The COVID-19 Democracy survey found that people 55 or older were more likely to take the vaccine (74%) compared to those 18 to 24 years old (63%).
The same survey found that white adults were the least likely racial group to accept vaccination, with only 56% willing to be vaccinated compared to 69% of black African adults. Education was another factor, with just 59% of tertiary educated people willing to be vaccinated compared to 72% of this who did not complete high school.

Council for Medical Schemes (CMS) survey found that vaccine acceptance was higher (83%) in urban suburban settings compared to other settings (73% and 78%).

Doubts about safety significant
Three rounds of Ipsos survey data showed a huge drop in acceptance from 64% in July/August and 68% in October to 53% in December.

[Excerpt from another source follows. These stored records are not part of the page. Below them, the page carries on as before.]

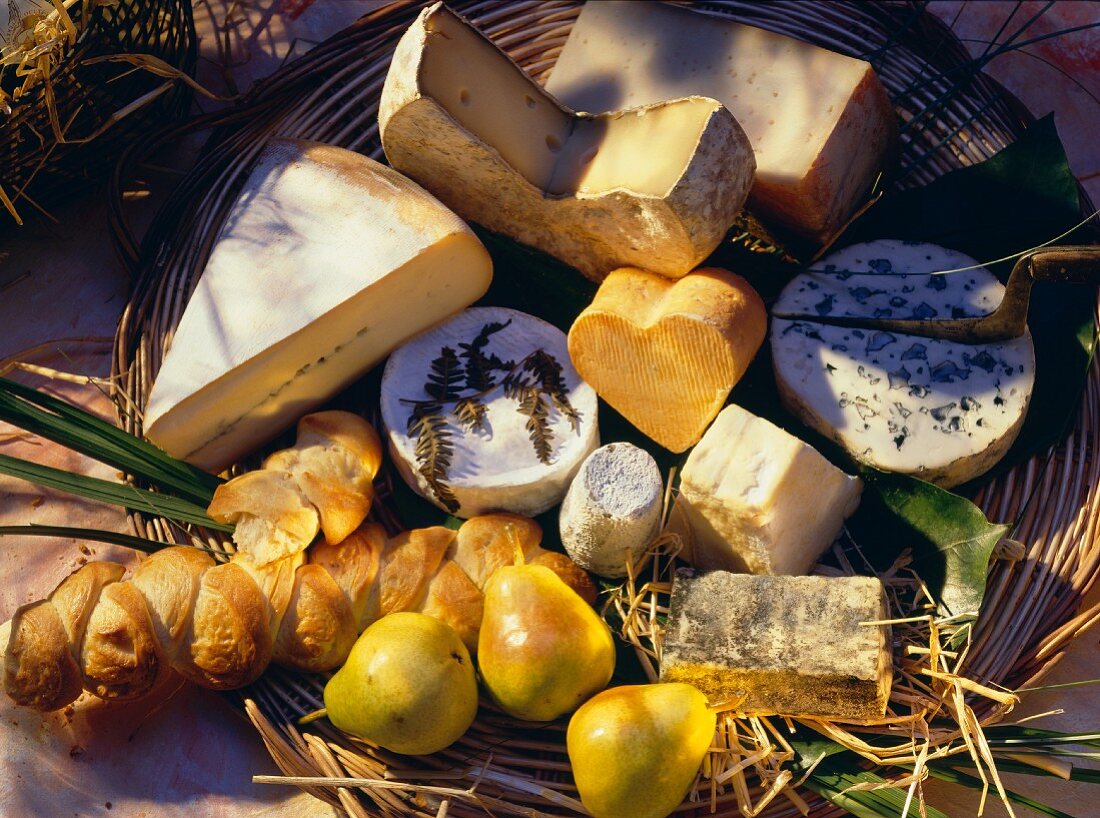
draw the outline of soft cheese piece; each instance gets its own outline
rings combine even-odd
[[[226,220],[145,407],[145,434],[217,472],[481,297],[492,262],[400,174],[273,140]]]
[[[689,455],[678,505],[697,567],[805,574],[861,491],[809,443],[730,405]]]
[[[480,336],[485,343],[476,343]],[[455,506],[448,510],[458,517],[491,511],[534,517],[561,502],[581,463],[600,445],[596,394],[570,363],[564,333],[534,316],[496,307],[465,310],[389,356],[382,378],[382,420],[391,454],[405,482],[440,508],[448,508],[428,479],[433,469],[417,454],[421,435],[415,422],[415,401],[435,400],[425,387],[433,374],[432,362],[443,356],[444,350],[457,355],[458,394],[477,395],[485,407],[481,428],[473,430],[460,421],[453,400],[443,402],[442,411],[437,412],[446,438],[437,433],[430,440],[438,443],[446,439],[453,450],[447,458],[449,464],[440,469],[443,484],[454,496]],[[524,362],[532,361],[538,351],[560,365],[564,395],[576,412],[574,422],[542,398],[551,432],[549,463],[540,461],[536,453],[530,416],[520,411],[520,401],[504,385],[509,373],[528,384],[537,383],[540,376],[525,368]],[[481,375],[471,368],[474,352],[480,352],[485,362],[494,362],[475,367],[492,377],[491,388],[479,384]]]
[[[763,343],[768,314],[738,275],[704,267],[672,280],[613,270],[569,331],[596,393],[672,452],[698,442]]]
[[[893,677],[876,577],[751,576],[680,568],[661,681],[749,714],[879,719]]]
[[[755,159],[715,100],[657,102],[578,115],[437,3],[397,45],[378,128],[389,163],[466,219],[596,280],[681,276],[734,222]]]
[[[573,562],[601,576],[627,575],[661,524],[663,484],[657,461],[630,443],[587,456],[561,504],[561,544]]]
[[[972,258],[932,244],[877,241],[834,253],[780,295],[771,328],[784,405],[864,463],[950,487],[991,468],[1027,412],[1030,334],[989,344],[817,323],[843,318],[965,318],[991,312],[1004,288]],[[836,270],[840,270],[839,274]]]
[[[750,207],[817,240],[862,203],[895,141],[869,63],[666,3],[586,3],[547,90],[592,113],[719,100],[756,152]]]

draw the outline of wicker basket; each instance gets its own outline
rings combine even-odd
[[[572,0],[552,2],[454,2],[458,11],[528,71],[543,76],[553,65],[580,10]],[[1025,113],[977,69],[963,46],[921,3],[703,2],[707,13],[734,18],[820,45],[869,58],[895,102],[902,128],[897,188],[926,184],[947,170],[988,158],[1012,142]],[[113,225],[120,250],[136,273],[121,320],[114,355],[120,422],[141,433],[139,413],[156,376],[164,339],[173,331],[202,270],[210,245],[250,163],[274,135],[316,140],[381,157],[376,113],[392,49],[419,10],[397,2],[369,14],[285,66],[237,108],[189,123],[213,128],[200,159],[157,214],[139,246],[121,206]],[[950,80],[945,79],[950,76]],[[914,81],[923,78],[925,81]],[[931,79],[930,79],[931,78]],[[172,128],[142,147],[177,139]],[[128,163],[140,156],[134,153]],[[123,178],[124,163],[117,174]],[[1032,685],[1065,652],[1100,610],[1079,611],[1100,567],[1100,366],[1093,366],[1075,429],[1052,453],[988,484],[976,498],[991,519],[1020,519],[1026,559],[998,562],[989,578],[975,631],[968,673],[1018,687]],[[1038,497],[1044,501],[1028,502]],[[143,535],[172,539],[163,520],[132,518]],[[211,537],[213,545],[221,546]],[[531,728],[483,708],[469,734],[426,759],[394,756],[334,731],[327,722],[299,731],[295,719],[320,707],[323,677],[272,668],[241,701],[276,763],[288,775],[383,778],[413,776],[420,785],[464,788],[479,781],[483,805],[502,816],[575,815],[564,755],[563,726]],[[397,771],[397,772],[394,772]],[[440,799],[425,791],[318,787],[318,797],[350,815],[432,816]],[[811,800],[815,818],[840,815]],[[684,805],[710,814],[710,805]],[[738,815],[732,797],[718,798],[718,815]],[[455,800],[455,816],[482,816],[483,806]],[[774,803],[768,816],[796,815]]]
[[[180,82],[135,71],[127,63],[94,62],[147,55],[193,74],[190,0],[77,3],[69,13],[80,32],[76,43],[48,78],[0,114],[0,188],[20,217],[102,181],[135,135],[183,117],[190,103]],[[22,82],[14,67],[0,74],[9,96]]]

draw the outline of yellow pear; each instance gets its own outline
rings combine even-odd
[[[329,721],[395,753],[454,743],[477,715],[477,679],[459,634],[425,614],[391,614],[363,631],[324,685]]]
[[[565,731],[581,803],[595,818],[664,818],[688,795],[716,722],[706,697],[679,682],[593,696]]]
[[[506,565],[485,584],[482,682],[508,714],[550,721],[604,689],[615,640],[603,619],[543,565]]]

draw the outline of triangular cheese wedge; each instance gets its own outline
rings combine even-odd
[[[170,341],[145,434],[220,471],[491,278],[476,236],[415,183],[351,151],[272,141]]]

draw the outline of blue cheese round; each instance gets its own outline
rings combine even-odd
[[[967,318],[1004,288],[972,258],[933,244],[876,241],[795,277],[774,311],[772,362],[784,406],[876,468],[950,487],[991,468],[1016,439],[1035,380],[1030,334],[988,344],[818,323],[844,318]],[[837,270],[837,272],[832,272]]]
[[[391,355],[382,378],[398,472],[458,517],[534,517],[561,502],[600,445],[596,411],[565,334],[497,307],[468,309],[416,336]]]

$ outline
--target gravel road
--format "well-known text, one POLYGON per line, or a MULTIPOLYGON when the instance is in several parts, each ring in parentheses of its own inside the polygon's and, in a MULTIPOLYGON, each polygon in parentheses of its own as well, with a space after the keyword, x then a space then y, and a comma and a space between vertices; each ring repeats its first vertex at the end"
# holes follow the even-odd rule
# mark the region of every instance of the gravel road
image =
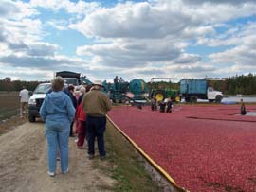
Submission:
MULTIPOLYGON (((69 140, 69 173, 47 175, 46 140, 44 123, 25 123, 0 135, 1 192, 97 192, 111 191, 116 181, 94 168, 85 149, 77 149, 69 140)), ((106 162, 100 162, 107 164, 106 162)))

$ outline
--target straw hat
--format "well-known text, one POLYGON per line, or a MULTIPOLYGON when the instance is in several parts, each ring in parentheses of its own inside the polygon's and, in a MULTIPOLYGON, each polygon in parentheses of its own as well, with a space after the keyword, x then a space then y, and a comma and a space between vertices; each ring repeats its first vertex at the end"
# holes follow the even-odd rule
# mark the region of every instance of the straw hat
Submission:
POLYGON ((103 86, 101 80, 95 80, 95 81, 93 82, 93 85, 98 85, 98 86, 101 86, 101 87, 103 86))

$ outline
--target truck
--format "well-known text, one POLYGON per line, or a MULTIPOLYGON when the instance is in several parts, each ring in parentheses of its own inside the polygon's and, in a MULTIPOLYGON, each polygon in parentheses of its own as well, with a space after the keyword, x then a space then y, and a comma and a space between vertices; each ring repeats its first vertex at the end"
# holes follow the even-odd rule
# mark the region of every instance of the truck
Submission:
POLYGON ((35 122, 36 117, 40 117, 39 111, 43 104, 43 101, 46 94, 51 89, 51 83, 40 83, 35 90, 33 95, 28 100, 28 120, 29 122, 35 122))
POLYGON ((209 102, 220 103, 223 94, 209 85, 207 79, 181 79, 180 94, 186 102, 197 102, 197 99, 208 99, 209 102))
POLYGON ((54 77, 57 76, 61 76, 62 78, 64 78, 67 85, 72 84, 75 87, 82 84, 92 84, 92 82, 86 78, 86 76, 83 76, 81 73, 75 73, 71 71, 59 71, 55 73, 54 77))
POLYGON ((114 103, 145 102, 148 96, 147 83, 140 79, 132 79, 130 82, 122 81, 118 83, 103 82, 104 92, 114 103))

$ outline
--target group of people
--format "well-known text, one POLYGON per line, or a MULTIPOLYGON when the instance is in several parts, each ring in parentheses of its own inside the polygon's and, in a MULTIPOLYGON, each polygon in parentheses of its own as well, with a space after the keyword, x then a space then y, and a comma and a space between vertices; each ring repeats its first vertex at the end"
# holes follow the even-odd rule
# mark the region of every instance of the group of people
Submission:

Of those not accepting, concern about side effects as a reason rose from 30% in October to 65% in December.

The Ask Afrika survey indicated that stopping the roll-out of the AstraZeneca vaccine early this year reduced both levels of trust in vaccine safety and confidence in the process. 

Of particular concern were several surveys indicating South African antipathy to all vaccines; in the Ipsos surveys, about a quarter refusing COVID vaccines were also opposed to vaccines in general. Thus, this hesitancy to COVID vaccines, the authors suggest, is just the tip of the iceberg of South African vaccine hesitancy.  Indeed, the Africa CDC survey indicated that at least one in five South Africans were less likely to get vaccinated in general than before the pandemic.

More research and targeted messaging needed
Overall, the authors found about a third of the adult South African public is hesitant towards COVID vaccines. Age, race, education, geographic locations and possibly gender all influence the social nature of vaccine acceptance in South Africa.

The authors conclude that responding to vaccine hesitancy, including COVID vaccine hesitancy, requires a better understanding of the often complex and multi-layered issues influencing vaccination views and practices, and tailoring interventions accordingly. Individualistic, decontextualised, and ‘one-size-fits-all’ approaches are unlikely to have great success.